A Polícia Federal (PF) acusa o Banco Digimais de ter replicado a tática usada pelo Banco Master, aproveitando da confiança dos depositantes na proteção institucional proporcionada pelo Fundo Garantidor de Crédito (FGC). Assim, a direção do banco teria superavaliado ativos "mediante a emissão de títulos com rentabilidade desproporcionais aos indicadores de mercado".
De acordo com os policiais responsáveis pela investigação sobre o banco do bispo Edir Macedo, o desdobramento das operações financeiras sob investigação culmina na proposta de alienação do controle societário do Banco Digimais ao Banco BTG Pactual. Trata-se, segundo os federais, de "uma transação de mercado que, segundo informações oriundas de fontes abertas, encontra-se estritamente condicionada à injeção estrutural de recursos por parte do FGC".
A necessidade de aporte para concretizar a venda seria de R$ 7 bilhões, montante que seria destinado a cobrir o déficit do Digimais. Para os federais, isso significa que o prejuízo seria repassado em larga medida ao FGC, evidenciando a "concretização da transferência do risco inerente à atividade bancária, uma vez que permite aos operadores e administradores do Banco Digimais eximirem-se da obrigação de suportar o passivo resultante das suas condutas de gestão, consolidando a terceirização do ônus financeiro para a referida entidade garantidora".
Ou seja, cria-se, desta forma, uma "dinâmica" na qual os "causadores da insolvência" repassam "a integralidade do prejuízo para o sistema de proteção, logrando isolar os seus respectivos patrimônios dos resultados da atividade desempenhada e afastando-se da operação sem arcar com a responsabilidade pecuniária pelas obrigações contraídas". Caso a operação com o BTG não se concretizar, afirmaram os federais, a liquidação do banco de Macedo poderia ser decretada.
Para os federais, assim, a diretoria do banco preservaria seus patrimônios pessoais, transferindo o ônus do desequilíbrio contábil da instituição para o sistema de proteção institucional. Para a PF, isso configuraria um "desvio da finalidade da norma e da própria instituição garantidora".
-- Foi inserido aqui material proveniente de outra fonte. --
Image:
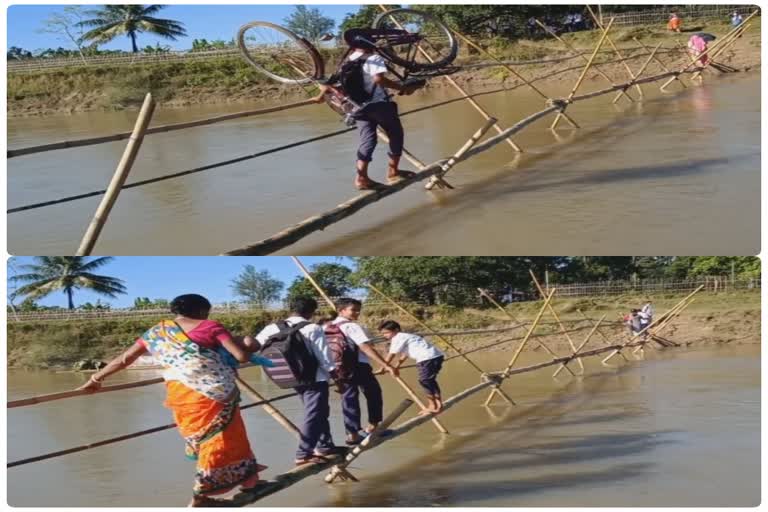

É assim que os federais concluem no documento enviado à Justiça que "o uso dos instrumentos de assistência em cenários de delitos de autoria de controladores ou de administradores culminaria na blindagem de pessoas que operam à margem da lei, fato que se opõe ao propósito de resguardar as poupanças de cidadãos e a manutenção de confiança no sistema".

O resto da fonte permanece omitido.